Джеральд Прайс вот уже второй год сидел в забытом богом и людьми Киркинесе, изображая из себя торгового представителя американских сталелитейных компаний в новенькой европейской стране Руийе. Торговому представителю здесь работы хватало: местные дикари торговали рудой исключительно за наличные, причем за каждый балкер требовалось платить отдельно. И минимум десять процентов платы они брали исключительно золотой монетой, и хорошо, что работающий тут же торговый представитель шведов уговорил аборигенов остальные девяносто процентов брать банкнотами. Уговорил, потому что сам же эти банкноты и забирал — а оплату за поставляемые лопарям шведские товары. Почему-то туземцы предпочитали товары исключительно шведские, американские — даже если они предлагались дешевле — брать не хотели. Но деньги — брали…

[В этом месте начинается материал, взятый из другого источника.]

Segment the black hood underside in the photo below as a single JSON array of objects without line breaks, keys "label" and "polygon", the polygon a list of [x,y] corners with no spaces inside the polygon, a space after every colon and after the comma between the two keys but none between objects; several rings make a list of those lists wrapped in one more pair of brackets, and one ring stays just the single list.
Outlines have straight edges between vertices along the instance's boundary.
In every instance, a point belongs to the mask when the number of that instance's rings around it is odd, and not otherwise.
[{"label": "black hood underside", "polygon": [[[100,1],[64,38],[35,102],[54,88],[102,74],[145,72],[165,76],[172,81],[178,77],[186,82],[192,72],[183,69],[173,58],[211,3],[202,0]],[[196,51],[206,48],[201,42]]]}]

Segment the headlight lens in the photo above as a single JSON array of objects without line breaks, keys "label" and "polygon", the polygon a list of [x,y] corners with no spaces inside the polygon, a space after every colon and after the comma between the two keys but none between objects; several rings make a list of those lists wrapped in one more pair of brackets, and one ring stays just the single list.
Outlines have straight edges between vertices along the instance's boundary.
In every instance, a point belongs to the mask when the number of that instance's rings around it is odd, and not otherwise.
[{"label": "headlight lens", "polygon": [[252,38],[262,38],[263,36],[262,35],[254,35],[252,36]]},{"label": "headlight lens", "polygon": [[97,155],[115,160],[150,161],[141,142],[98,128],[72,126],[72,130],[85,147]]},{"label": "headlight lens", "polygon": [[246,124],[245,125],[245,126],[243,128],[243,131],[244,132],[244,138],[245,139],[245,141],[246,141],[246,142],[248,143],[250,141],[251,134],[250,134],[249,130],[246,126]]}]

Вот уже три года брали — и приходилось им платить. По восемь долларов за тонну простой железной руды, когда как в США даже самая приличная руда дороже трояка вряд ли стоила. Однако стальные магнаты эту руду брали и платили с удовольствием: когда-то кто-то из представителей «Бетлехем Стил» сказал ему, что сталь из этой руды получается вчетверо дороже, чем из руды американской. Какое-то «природное легирование», из этой стали можно сразу после плавки пушки выделывать…
Мистеру Прайсу на пушки и даже на сталь было вообще плевать, он здесь сидел по поручению Госдепа — в котором, собственно, и получал свою весьма немаленькую зарплату. В свое время президент Гувер очень опасался, что новая страна пойдет по пути сотрудничества с Советской Россией — вот мистер Прайс и очутился на краю света. По поручению уже президента Рузвельта, который — по мере возможности — убирал из Госдепа всех ставленников Гувера. Зря, конечно, убирал: профессиональному дипломату вообще наплевать, кто нынче в Белом доме сидит, а предшественник мистера Прайса в Киркинесе работал исключительно грамотно. Спокойно отсчитывал туземцам монетки и бумажки — и спокойно слушал их разговоры: он-то язык саамов очень неплохо знал, у него мать была из этих мест. А мистеру Прайсу пришлось язык изучать самостоятельно — и хорошо еще, что начальник порта — бывший русский офицер, проработавший тут уже почти семь лет, ему в этом деле помог.